HISTORICAL ELEMENTS
The construction activity of the late Baroque period resulted in enclosing the monastery complex, which until then had been open on several sides, to the north, east, and south.
Together with the early Baroque "old building", a total of six courtyards were created.
Garden Areas
The gardens next to the Abbey building are surrounded by a high wall. They were used to grow fruit and vegetables and as flower gardens until late in the 20th century. Special features are the two chapels (dedicated to St. Benedict and St. Blasius) that date to c. 1735. Karl Nutzinger, the Abbey’s master gardener, decided to extend the dahlia and fuchsia beds to the east and south in the 1960s and 1970s.


Reconstruction
Until the fire of 1865, Admont Abbey was the largest monastery and also the most extensive structure in the whole of Styria. The fire primarily destroyed the older parts of the complex. Following the removal of the rubble and ruins, there essentially remained just one single large internal courtyard.

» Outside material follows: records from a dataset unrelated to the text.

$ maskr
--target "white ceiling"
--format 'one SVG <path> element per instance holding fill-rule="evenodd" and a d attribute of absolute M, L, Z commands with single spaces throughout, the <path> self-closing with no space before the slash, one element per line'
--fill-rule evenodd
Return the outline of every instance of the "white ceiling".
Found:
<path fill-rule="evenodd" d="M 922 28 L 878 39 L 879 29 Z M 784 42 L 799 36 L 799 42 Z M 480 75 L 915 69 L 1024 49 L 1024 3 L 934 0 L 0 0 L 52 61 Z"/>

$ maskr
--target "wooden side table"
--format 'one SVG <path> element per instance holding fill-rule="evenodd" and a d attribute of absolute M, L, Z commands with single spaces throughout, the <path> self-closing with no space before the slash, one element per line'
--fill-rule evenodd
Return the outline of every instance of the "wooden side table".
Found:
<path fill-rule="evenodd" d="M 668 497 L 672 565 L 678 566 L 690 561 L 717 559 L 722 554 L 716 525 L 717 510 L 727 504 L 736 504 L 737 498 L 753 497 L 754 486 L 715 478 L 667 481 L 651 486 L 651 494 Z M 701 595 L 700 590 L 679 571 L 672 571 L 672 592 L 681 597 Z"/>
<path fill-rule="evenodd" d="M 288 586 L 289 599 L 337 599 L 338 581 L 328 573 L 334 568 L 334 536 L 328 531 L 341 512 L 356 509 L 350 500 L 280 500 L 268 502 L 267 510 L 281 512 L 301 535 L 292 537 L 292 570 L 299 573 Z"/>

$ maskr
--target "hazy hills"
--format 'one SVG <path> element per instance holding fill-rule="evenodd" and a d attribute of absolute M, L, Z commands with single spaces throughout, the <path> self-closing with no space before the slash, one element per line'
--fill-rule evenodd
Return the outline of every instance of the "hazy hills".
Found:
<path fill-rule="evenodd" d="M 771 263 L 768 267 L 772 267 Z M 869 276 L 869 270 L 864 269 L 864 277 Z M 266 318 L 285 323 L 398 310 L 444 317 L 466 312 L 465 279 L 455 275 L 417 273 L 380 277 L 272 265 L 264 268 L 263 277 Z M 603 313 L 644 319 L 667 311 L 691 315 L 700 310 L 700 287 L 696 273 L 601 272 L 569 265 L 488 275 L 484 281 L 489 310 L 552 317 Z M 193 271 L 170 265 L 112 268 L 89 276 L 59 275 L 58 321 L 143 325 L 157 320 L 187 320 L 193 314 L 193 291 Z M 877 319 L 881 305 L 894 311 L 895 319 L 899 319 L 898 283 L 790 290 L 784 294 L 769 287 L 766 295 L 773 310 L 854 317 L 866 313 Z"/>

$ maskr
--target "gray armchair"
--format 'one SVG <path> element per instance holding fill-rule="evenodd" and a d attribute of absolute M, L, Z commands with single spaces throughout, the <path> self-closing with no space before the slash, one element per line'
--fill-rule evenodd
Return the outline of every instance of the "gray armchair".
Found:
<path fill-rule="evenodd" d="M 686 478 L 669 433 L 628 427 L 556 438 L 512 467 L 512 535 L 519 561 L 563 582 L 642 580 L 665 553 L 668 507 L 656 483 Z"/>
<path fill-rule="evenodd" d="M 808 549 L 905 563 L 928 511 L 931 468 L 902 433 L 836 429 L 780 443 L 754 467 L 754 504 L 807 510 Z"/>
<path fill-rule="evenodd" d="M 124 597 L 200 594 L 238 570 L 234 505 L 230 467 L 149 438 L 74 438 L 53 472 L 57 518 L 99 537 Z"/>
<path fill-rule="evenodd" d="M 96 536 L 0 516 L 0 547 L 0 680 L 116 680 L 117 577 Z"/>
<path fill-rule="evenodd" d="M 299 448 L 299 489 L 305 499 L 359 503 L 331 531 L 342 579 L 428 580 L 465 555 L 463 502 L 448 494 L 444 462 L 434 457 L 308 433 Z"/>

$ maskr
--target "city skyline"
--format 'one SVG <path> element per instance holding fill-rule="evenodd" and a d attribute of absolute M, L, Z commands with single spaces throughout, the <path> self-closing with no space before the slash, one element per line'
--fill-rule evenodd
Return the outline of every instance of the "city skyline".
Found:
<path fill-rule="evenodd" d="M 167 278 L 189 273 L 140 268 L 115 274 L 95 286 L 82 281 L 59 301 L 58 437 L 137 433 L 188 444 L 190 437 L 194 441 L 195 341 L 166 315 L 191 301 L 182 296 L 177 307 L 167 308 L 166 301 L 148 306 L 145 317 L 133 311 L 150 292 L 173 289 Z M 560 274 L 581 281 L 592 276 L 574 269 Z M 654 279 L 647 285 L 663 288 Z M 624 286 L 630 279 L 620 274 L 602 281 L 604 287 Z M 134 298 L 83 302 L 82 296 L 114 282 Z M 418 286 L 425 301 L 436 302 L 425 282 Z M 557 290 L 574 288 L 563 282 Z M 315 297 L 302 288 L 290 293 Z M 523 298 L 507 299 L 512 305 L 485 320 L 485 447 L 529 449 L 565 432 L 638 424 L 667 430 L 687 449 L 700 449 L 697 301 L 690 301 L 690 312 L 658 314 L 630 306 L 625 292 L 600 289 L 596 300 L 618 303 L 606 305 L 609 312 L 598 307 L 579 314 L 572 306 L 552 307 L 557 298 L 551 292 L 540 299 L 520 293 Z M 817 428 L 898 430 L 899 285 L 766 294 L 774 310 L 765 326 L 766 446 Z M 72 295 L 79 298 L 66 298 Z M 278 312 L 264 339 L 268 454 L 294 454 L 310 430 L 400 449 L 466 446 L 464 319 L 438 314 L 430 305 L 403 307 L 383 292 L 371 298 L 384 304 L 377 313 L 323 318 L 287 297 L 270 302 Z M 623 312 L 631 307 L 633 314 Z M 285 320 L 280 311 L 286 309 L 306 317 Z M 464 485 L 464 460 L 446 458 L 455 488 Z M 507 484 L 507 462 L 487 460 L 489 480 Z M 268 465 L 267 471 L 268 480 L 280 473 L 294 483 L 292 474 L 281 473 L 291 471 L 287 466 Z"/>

The design of the Abbey gardens has been repeatedly modified over the years. Originally thickly wooded, the garden site was first divided into an inner and outer section (by means of palings) in 1890.
Old & New
In the inner and the more extensive garden sections of the Abbey, visitors will find that although historical elements have been preserved, it has been ensured that these interact meaningfully with contemporary features. This dialogue between ‘old’ and ‘new’ is particularly apparent in the ‘courtyard garden’ (convent garden) opposite the glasshouses of the plant nursery, the herb garden (which is an accurate recreation of an historical example) and the ‘invisible garden’ created in 2006/7 with both blind and sighted visitors in mind that stretches along the recreational area around the pond.
Antiquity to Baroque
There are further creative contrasts to be explored; between the restored Baroque sculptures by Josef Stammel in the two garden chapels, the four (restored) figures of the antique goddesses Ceres, Minerva, Diana and Flora by Markus Schokotnig dating to 1726 – 1719 that can be found near the Baroque steps to the Stiftskeller courtyard and the contemporary sculptures, most recently the large loaned sculptural work by Bruno Gironcoli (1936 – 2010).